LONDON — The U.K.’s plan to offer a “path to citizenship” for British Nationals Overseas in Hong Kong — should China persist with plans to impose a new security law on the territory — could extend to nearly three million people, the Home Office indicated.
Home Secretary Priti Patel reiterated on Friday that if China imposed the national security law, the U.K. would “explore options to allow British Nationals Overseas to apply for leave to stay in the U.K., including a path to citizenship.”
Foreign Secretary Dominic Raab on Thursday said the U.K. would allow British Nationals Overseas (BNO) passport holders to come to the country for an extendable period of 12 months, lifting the current six month cap.

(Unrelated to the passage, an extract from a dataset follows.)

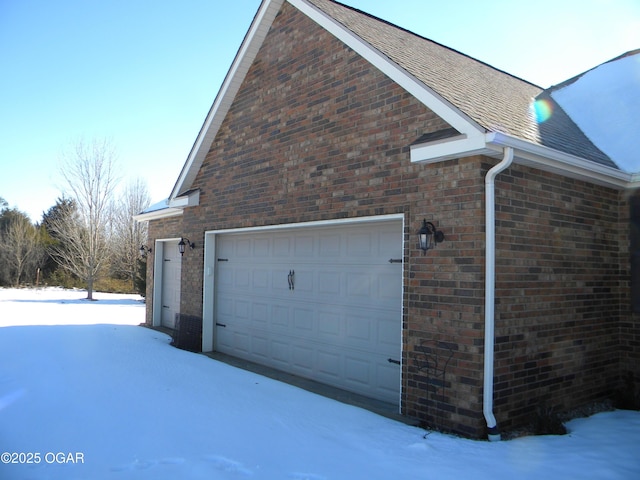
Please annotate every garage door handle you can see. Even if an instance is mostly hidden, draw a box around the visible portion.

Passport holders would be able to “apply to work and study for extendable periods of 12 months,” Raab said.
The U.K. Home Office estimates there are 349,881 holders of BNO passports, but clarified in a factsheet published Friday that in total there are “around 2.9m BN(O)s currently in Hong Kong” who would be eligible for a BNO passport.
A U.K. government spokesperson also confirmed that the offer extended to the children and dependents of BNO citizens.
China responded angrily to the original offer to passport holders. According to the BBC, foreign ministry spokesman Zhao Lijian said: “All such BNO passport holders are Chinese nationals and if the U.K. insists on changing this practice it will not only violate its own stance but also international law.”
Prime Minister Boris Johnson discussed Hong Kong in a call with Donald Trump on Friday, Downing Street said.
“The leaders said that China’s plan to impose national security legislation on Hong Kong goes against their obligations under the Sino-British Joint Declaration and would undermine Hong Kong’s autonomy and the One Country Two Systems framework,” a spokesperson said.